L’attaque impérialiste contre l’Alliance des États du Sahel 2.0

Des attaques soutenues par des forces étrangères à la déstabilisation orchestrée par la France, cette analyse montre comment l’impérialisme se sert des luttes des minorités comme d’une arme pour diviser le Sahel — et explique pourquoi seule l’unité panafricaine peut faire face à une nouvelle ruée vers l’Afrique.

Il y a environ deux ans, plus précisément le 27 juillet 2024, des militants touaregs armés ont mené une vaste offensive dans le nord du Mali, tuant une vingtaine de membres des forces armées maliennes stationnés dans cette région instable. Si cette attaque, considérée dans un cadre national fermé, peut être présentée comme une affaire interne entre la minorité touareg et les dirigeants de Bamako, elle ne donne pas une image complète de la nature de cette recrudescence de la violence, de ses auteurs, des raisons pour lesquelles le Mali a été spécifiquement visé et des raisons pour lesquelles elle s’est produite à ce moment précis.

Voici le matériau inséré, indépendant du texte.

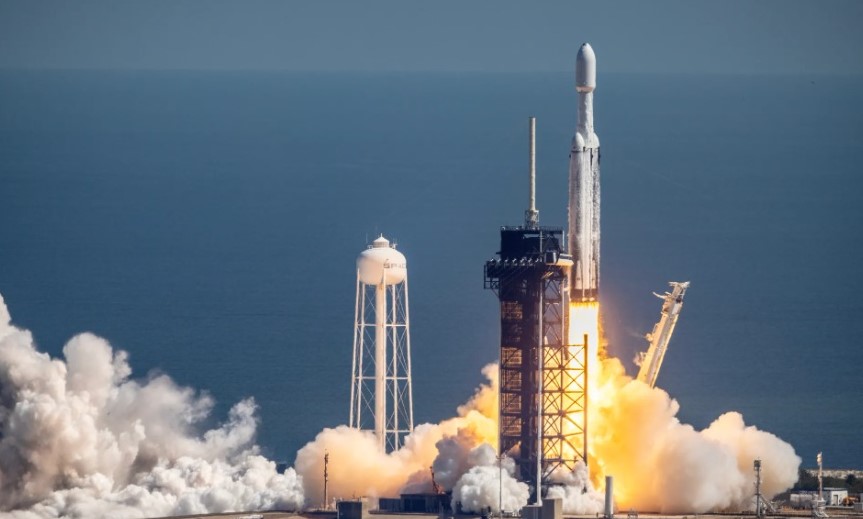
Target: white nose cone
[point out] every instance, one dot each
(585, 69)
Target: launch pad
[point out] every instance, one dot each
(542, 418)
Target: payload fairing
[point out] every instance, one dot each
(584, 186)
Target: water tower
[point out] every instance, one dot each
(381, 394)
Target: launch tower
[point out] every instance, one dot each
(542, 378)
(381, 392)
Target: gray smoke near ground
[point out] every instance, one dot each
(80, 438)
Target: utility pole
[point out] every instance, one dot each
(758, 508)
(820, 478)
(326, 478)
(500, 485)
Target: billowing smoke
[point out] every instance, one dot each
(79, 438)
(490, 483)
(662, 465)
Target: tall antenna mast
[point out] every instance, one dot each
(531, 216)
(326, 478)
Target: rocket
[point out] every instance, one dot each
(584, 186)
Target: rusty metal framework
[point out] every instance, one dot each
(542, 378)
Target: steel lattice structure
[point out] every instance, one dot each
(381, 389)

Une fois encore, le 25 avril 2026, une autre attaque, d’une ampleur plus grande, a été lancée à :

  • Kidal, à 1 500 km au nord-ouest de la capitale, Bamako, sans doute le plus grand avant-poste militaire des forces armées maliennes dans la région voisine de l’Algérie

  • Gao, à 1 200 km au nord-est de la capitale, zone clé au cœur du réseau logistique et de transport

  • Sévaré, à 600 km à l’est de la capitale, tout comme Gao, un nœud clé

  • Kati, à 25 km au nord-ouest de la capitale, où le ministre de la Défense du Mali, Sadio Camara, a trouvé la mort après avoir été blessé lors d’un attentat-suicide et d’affrontements avec les militants, coïncidant avec une attaque contre l’aéroport international de la région de la capitale

Le gouvernement de transition du Mali a publié un communiqué dans lequel il déclare :

« Le gouvernement de transition du Mali a le profond regret d’informer la population du décès tragique du général d’armée Sadio CAMARA, ministre d’État, ministre de la Défense et des Anciens combattants. En effet, à la suite des lâches attentats terroristes survenus dans la matinée du 25 avril 2026, un engin explosif improvisé embarqué dans un véhicule et conduit par un kamikaze a pris pour cible la résidence dudit ministre. Il a échangé des coups de feu avec les assaillants, parvenant à en neutraliser certains. Au cours d’intenses combats, il a été blessé, puis transporté à l’hôpital, où il a malheureusement succombé à ses blessures. De plus, l’effondrement de sa résidence a causé d’autres victimes et la destruction d’une mosquée voisine, entraînant la mort de plusieurs fidèles qui s’y trouvaient. »[1]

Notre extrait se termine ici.